The kirpan has both a physical function, as a defensive weapon, as well as a symbolic function. Physically it is an instrument of “Ahimsa” or non-violence. The principle of ahimsa is to actively prevent violence, not to simply stand by idly whilst violence is being done. To that end, the kirpan is a tool to be used to prevent violence from being done to a defenseless person when all other means to do so have failed. Symbolically, the kirpan represents the power of truth to cut through untruth. It is the cutting edge of the enlightened mind.
http://en.wikipedia.org/wiki/Kirpan
ping...
>> they dont get to wear their pig-stickers to see the Pope. <<
Given the Sikh’s longtime difficulties with the Mooselimbs, “pig-sticker” is a great term, actually.

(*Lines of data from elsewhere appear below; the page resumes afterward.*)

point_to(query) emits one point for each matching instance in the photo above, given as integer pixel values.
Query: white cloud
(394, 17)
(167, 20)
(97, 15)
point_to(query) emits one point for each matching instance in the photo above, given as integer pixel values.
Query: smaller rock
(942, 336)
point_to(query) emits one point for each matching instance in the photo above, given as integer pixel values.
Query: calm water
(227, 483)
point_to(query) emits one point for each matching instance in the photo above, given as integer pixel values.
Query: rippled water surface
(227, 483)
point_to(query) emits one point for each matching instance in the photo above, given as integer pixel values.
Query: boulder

>> The Kirpan is no more symbolic a weapons than the Christian Cross is symbolic of a torture instrument. <<
I empathize with the Sikhs, and see the root problem of this, whether Benedict is willing to say so or not, to be the inherent dysfunction of ecumenism, not the Sikh faith in particular.
But, come on... a ceremonial cross is no weapon, A kirpan, honorable as its intention may be, is still a weapon and a grave security threat.
> But, come on... a ceremonial cross is no weapon, A kirpan, honorable as its intention may be, is still a weapon and a grave security threat.
If I were the Pope, I would feel alot safer being guarded by a contingent of Sikhs than a squad of Secret Servicemen. Same deal with the Ghurkas. Or the Scots.
If I were the Pope, I’d let them wear their kirpans, khukris, or sgean dubhs all they wanted. No worries.
That’s true in that Sikhs view their holy book as an incarnation of God, but I have to say that despite being deceived every Sikh I’ve met has been a man of honor and they are not fooled by the Mooslims in the slightest. Like Mormons they have the wrong religion, but tend to be okay as people.
Although I'm disappointed that the Sikhs' non-attendance is because they can't wear their daggers and not out of anti-ecumenical principal.